This week, the country of Bangladesh was back in the news. A top Bangladeshi court ruled earlier in the week that a leader of the country's largest Islamist party was guilty of war crimes during the 1971 war of independence from Pakistan. According to an account in USA Today, March 1, Delwar Hossain Sayedee - one of the top leaders of Jamaat-e-Islami, the country's largest Islamic party - was sentenced to death "for mass killings, rape and atrocities committed during the bloody nine-month war. ... Protesters clashed with police for a second day Friday as the death toll rose to at least 44.
Sayadee, unique because of his striking red beard, becomes the latest political leader that is also been found guilty of war crimes.
The article continues, "Passions have boiled over in recent weeks as tribunals have tried suspects on accusations they committed crimes during the country's war for independence from Pakistan. Bangladesh says as many as 3 million people were killed and 200,000 women raped by Pakistani troops and local collaborators during the fighting. Sayedee, a teacher at an Islamic seminary school when he allegedly committed the crimes, is the third defendant to be convicted of war crimes by the special tribunal set up in 2010. His lawyer Abdur Razzak rejected the verdict as politically motivated.

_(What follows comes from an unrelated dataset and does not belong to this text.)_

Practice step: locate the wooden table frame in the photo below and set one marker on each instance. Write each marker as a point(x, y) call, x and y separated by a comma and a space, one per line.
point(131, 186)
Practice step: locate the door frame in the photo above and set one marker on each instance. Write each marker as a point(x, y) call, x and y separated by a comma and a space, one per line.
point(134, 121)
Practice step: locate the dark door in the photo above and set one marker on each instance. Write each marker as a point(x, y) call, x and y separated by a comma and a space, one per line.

He said his client will appeal to the country's Supreme Court."
Jamaat-e-Islami, a major political party in Bangladesh has called out its members to create violent protests on behalf of Sayedee. (Teatree wonders, whether this is a call for justice to be done, or simply to reject justice that has been done?)
Click on image for full picture
On the other hand, this photo from AlJazeera, shows the rejoicing of many other Bangladeshi's with the verdict, with the opinion that finally, after decades of neglect, some justice is being accomplished.

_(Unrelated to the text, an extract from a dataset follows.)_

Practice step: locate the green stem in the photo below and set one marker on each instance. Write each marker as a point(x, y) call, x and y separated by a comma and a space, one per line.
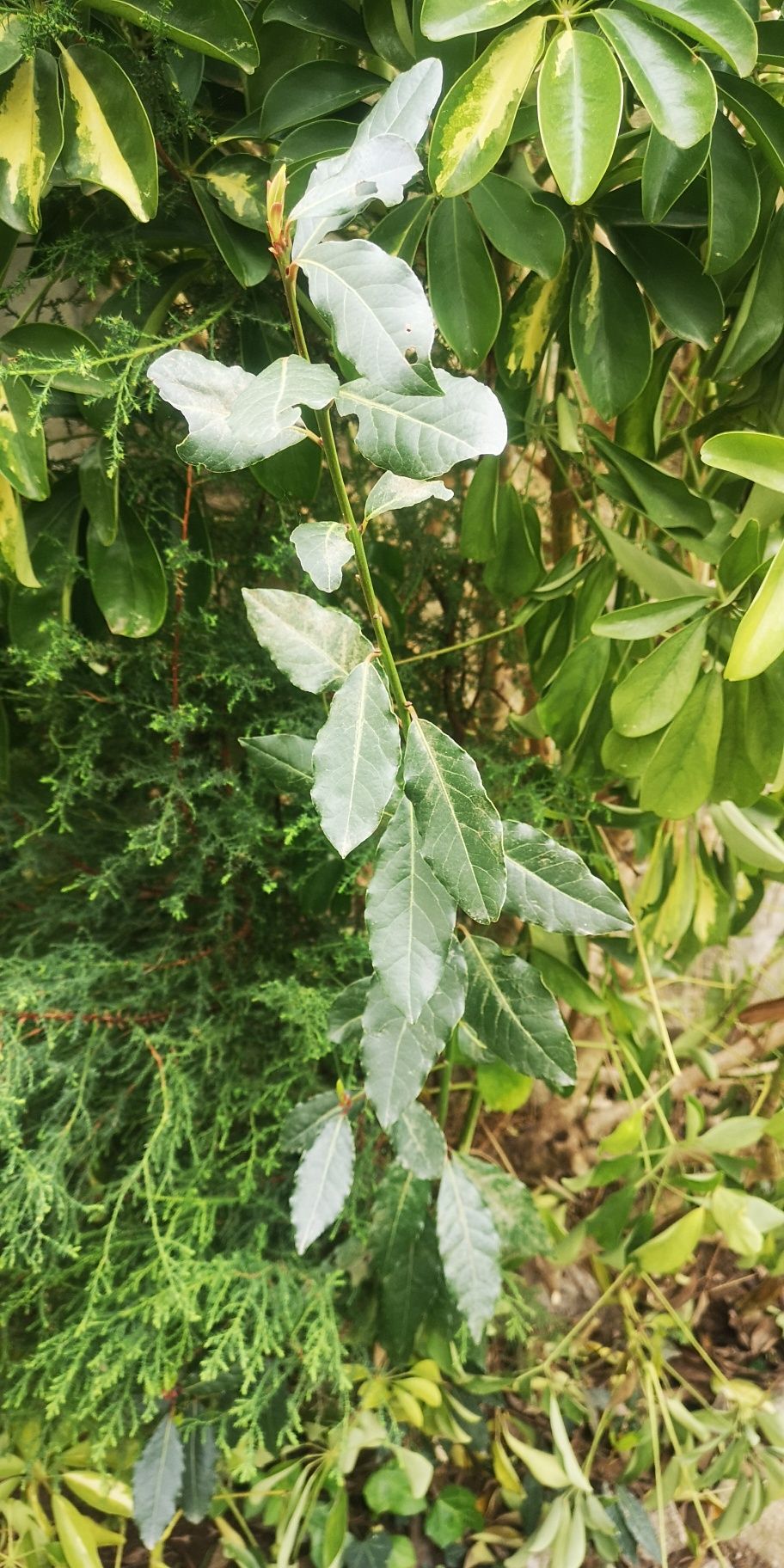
point(333, 462)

That's the story - it highlights a number of issues. One is certainly the history of Bangladesh, which was once part of Pakistan, which itself was partitioned in the aftermath of World War II from India.
The name Bangladesh means "Country of Bengal" in the official Bengali language, and it faces the Bay of Bengal to its south. Bangladesh has a population of 147 million, it is an extremely low lying country that endures typhoons, seasonal flooding, and is at risk from any rise of ocean elevation.
Once known as East Pakistan, it broke free from Pakistan in 1971 ... As Wikipedia puts it, " Due to political exclusion, ethnic and linguistic discrimination and economic neglect by the politically dominant western wing, popular agitation grew and gave rise to a secular cultural nationalist movement, leading to the declaration of independence and Bangladesh Liberation War in 1971. In the aftermath of war and independence, the new state endured poverty, famine, political turmoil and military coups. The restoration of democracy in 1991 has been followed by relative calm and economic progress."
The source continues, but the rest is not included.